Turkmenistan has begun allowing private citizens to connect to the Internet, the latest sign that the reclusive Central Asian nation is opening up, reported AP.
The country's only Internet provider, Turkmentelekom, said Thursday that it has been connecting up to 20 homes daily since the start of the week, mainly in the capital Ashgabat. It said it has a waiting list of 2,000 people.
"As of this week we have begun connecting customers, regardless of their professional status," a Turkmentelekom statement said.
Since becoming president, Gurbanguli Berdymukhamedov has reversed some of the most draconian restrictions imposed by his eccentric predecessor, Saparmurat Niyazov who died in 2006.
Last year, Berdymukhamedov allowed the country's first Internet cafe. Until then, Internet use had been restricted solely to government employees, diplomatic posts and offices for major international companies.
But the average monthly salary in Turkmenistan is $200, so it was unclear how many people will really be able to afford home connections and whether the government will block certain Web sites.

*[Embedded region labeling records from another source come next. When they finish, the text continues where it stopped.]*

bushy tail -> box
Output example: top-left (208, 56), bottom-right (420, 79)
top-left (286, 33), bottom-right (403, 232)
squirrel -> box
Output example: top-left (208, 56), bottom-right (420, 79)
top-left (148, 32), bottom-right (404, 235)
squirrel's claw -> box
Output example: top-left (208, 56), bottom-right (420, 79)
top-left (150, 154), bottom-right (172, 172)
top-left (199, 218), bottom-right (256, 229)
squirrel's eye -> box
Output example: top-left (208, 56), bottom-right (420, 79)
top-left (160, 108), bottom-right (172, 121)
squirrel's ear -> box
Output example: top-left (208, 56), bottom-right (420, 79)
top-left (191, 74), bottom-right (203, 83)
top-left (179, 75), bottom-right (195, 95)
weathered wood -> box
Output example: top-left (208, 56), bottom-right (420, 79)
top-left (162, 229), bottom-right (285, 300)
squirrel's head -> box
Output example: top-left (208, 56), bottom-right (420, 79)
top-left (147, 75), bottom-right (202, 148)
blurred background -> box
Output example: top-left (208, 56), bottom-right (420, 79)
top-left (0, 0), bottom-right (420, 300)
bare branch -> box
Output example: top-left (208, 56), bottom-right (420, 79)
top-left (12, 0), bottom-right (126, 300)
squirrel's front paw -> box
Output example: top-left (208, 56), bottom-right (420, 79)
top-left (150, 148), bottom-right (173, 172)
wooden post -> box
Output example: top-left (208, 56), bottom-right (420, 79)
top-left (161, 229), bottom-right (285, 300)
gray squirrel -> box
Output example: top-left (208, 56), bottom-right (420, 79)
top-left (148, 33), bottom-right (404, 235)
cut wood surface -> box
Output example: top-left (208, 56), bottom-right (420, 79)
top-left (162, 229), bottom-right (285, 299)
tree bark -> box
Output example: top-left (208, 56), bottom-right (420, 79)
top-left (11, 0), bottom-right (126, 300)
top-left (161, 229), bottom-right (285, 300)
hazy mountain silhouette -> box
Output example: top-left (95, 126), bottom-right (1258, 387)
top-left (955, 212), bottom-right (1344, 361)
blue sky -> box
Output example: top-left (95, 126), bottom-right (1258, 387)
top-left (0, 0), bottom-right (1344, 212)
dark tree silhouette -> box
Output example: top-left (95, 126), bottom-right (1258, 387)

Under Niyazov, most people in the energy-rich ex-Soviet republic were largely cut off from the world. State-run television broadcast persistent paeans to Niyazov and devoted extensive coverage to his travels and ceremonies. Newspapers were all government-controlled.
In recent years, however, satellite TV dishes have become widely popular, particularly in Ashgabat and other larger cities, giving more affluent Turkmen families access to Russian, Turkish and other foreign television.